Banks offer several tools to help you build an emergency fund. From high-yield savings accounts to money market accounts and certificates of deposits (CDs), there’s something for everyone.

“Having a bank hold six to 12 months’ worth of living expenses is a great way to avoid touching your investments,” said Lucas Barcelo, founder of Thrivin Life. “This allows them to do what they were intended to do. There are also other options for long-term savings that earn you a little bit more interest relatively safely. Things like CDs, which bind up the money for a period of time, several months to over a year or so.”
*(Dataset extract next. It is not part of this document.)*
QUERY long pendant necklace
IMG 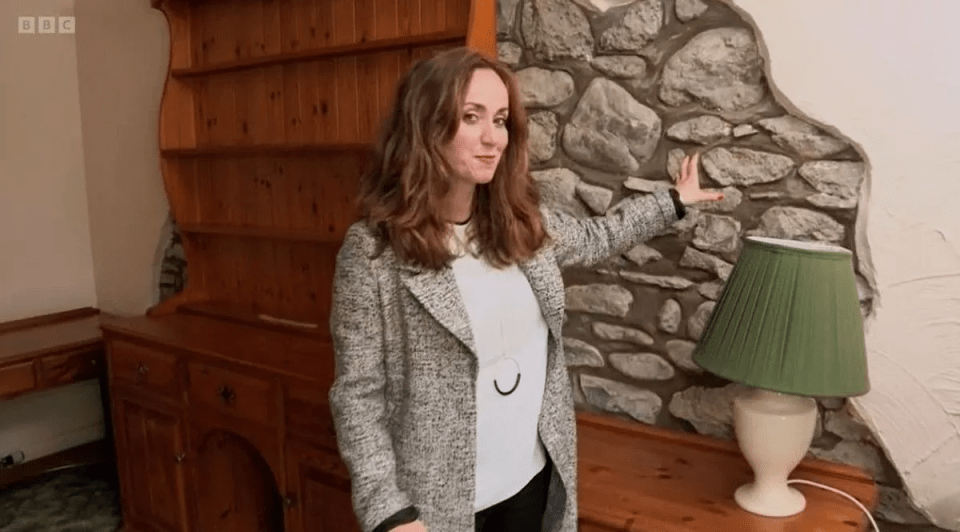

Inflation is eating away at the purchasing power of many people. That’s why saving money doesn’t cut it anymore. Having investments that appreciate over time is one of the ways to keep up with inflation and secure your financial future.

Banks provide different ways to invest money based on your goals. From brokerage accounts — where you can buy and sell stocks, index funds, exchange-traded funds or mutual funds — to individual retirement accounts (IRAs), your money could work harder for you. Some banks have robo-advisors to help you build an investment portfolio that aligns with your goals.

Debt is often viewed negatively, but it can be a valuable tool when used wisely. You can borrow money from a bank and use the funds to make significant purchases and build stability over time. “Banks are often the source for lending and making larger financial purchases — like a house or a car — possible,” Peters said.

While borrowing can be scary and even harmful at times, Barcelo thinks that there are ways to use debt to your advantage.

“Credit cards are an absolute must for anyone looking to maximize their potential earnings,” Barcelo added. “For example, if you have a reward credit card that gives you 1% to 5% back on everything you buy, let’s say you put groceries, gas, bills and entertainment on that card, which comes out to about an average of $4,000 per month. In one year, you earned back an additional $480 to $2,400 when the guy who uses a debit card got zero.”